Chinese Scientists Use Innovative Chip to Power Autonomous Bicycle

While tech giants like Tesla and Google are working hard to perfect autonomous cars, a team of scientists in China is developing a self-driving bicycle and their results are pretty impressive.

Showcased in a short video presentation, the autonomous bicycle developed by scientists at Tsinghua University, in Beijing, can balance itself while also avoiding obstacles, following certain trajectories and obeying vocal commands. It can do all these things thanks to a revolutionary type of computer chip that combines two different architectural approaches to computing that hadn’t really worked well together until now, due to communication difficulties between the two systems. However, if this self-driving bike is any indication, the Chinese seem to have solved those issues.

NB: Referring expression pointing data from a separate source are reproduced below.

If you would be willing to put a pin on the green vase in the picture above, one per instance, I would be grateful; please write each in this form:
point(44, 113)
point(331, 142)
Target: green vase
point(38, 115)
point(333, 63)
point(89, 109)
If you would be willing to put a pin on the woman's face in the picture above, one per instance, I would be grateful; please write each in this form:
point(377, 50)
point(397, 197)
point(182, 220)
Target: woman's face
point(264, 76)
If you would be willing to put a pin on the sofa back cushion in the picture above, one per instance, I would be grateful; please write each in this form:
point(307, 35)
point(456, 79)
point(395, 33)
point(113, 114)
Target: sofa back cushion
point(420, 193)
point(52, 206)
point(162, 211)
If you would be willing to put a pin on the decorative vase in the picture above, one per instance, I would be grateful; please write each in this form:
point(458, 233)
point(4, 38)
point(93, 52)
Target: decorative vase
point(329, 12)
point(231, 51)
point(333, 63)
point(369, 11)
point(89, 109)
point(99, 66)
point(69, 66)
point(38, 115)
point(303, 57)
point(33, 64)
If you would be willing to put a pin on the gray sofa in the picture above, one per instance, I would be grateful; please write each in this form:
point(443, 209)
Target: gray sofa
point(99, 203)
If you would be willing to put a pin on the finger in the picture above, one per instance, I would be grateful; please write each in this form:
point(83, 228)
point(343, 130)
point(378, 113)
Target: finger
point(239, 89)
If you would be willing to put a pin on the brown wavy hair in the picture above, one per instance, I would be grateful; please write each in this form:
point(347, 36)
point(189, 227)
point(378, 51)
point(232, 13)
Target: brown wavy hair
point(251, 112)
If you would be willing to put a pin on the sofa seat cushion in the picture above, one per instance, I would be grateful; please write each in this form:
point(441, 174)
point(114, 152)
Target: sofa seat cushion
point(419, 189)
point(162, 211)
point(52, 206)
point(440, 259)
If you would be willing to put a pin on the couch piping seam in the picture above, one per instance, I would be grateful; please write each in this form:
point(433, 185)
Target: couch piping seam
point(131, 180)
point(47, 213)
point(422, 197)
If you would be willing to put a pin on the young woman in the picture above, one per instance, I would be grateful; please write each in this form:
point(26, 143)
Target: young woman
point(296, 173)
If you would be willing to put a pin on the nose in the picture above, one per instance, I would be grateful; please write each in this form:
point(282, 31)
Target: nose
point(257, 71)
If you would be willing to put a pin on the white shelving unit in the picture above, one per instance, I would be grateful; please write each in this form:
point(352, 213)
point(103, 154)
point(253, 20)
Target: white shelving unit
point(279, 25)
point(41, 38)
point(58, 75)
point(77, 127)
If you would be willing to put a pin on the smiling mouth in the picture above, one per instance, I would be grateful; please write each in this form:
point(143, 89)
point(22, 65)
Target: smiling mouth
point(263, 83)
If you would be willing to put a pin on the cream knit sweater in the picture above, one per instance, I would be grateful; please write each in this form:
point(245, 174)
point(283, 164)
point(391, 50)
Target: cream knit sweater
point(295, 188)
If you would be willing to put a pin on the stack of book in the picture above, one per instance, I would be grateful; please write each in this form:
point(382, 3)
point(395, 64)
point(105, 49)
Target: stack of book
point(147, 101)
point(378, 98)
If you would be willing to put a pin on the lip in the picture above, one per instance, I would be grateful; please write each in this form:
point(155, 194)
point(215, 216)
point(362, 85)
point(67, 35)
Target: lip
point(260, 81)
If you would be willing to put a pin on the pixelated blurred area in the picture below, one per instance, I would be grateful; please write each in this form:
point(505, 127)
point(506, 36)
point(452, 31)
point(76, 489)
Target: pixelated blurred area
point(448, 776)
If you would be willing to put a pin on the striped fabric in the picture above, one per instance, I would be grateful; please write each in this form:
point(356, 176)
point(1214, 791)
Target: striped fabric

This autonomous bicycle is not the first of its kind – A US University has a similar project underway – but the computer chip powering it certainly is. It combines computer science-based machine learning and human brain-inspired networks, allowing it to perform several actions independently at the same time. Because the new chip, called Tianjic, allows for easy communication between its network, it can balance the bicycle, while also avoiding obstacles in its path and follow a number of verbal commands.

“Using just one chip, we can demonstrate the simultaneous processing of versatile algorithms and models in an unmanned bicycle system, realizing real-time object detection, tracking, voice control, obstacle avoidance and balance control,” Chinese scientists from the Center for Brain Inspired Computing Research at Tsinghua University wrote in a paper. “Our study is expected to stimulate AGI development by paving the way for more generalized hardware platforms.”

 

While claims of accelerated Artificial General Intelligence (AGI) – a term used to describe artificial intelligence on a par with human intelligence – are too bold to be taken seriously, the new Tianjic chip is proof of the strides Chinese scientists have made in the field of artificial intelligence. They may not yet have the most advanced AI chips in the world, but if their latest achievements – like those eerie AI news anchors – are any indication, they are getting there and fast.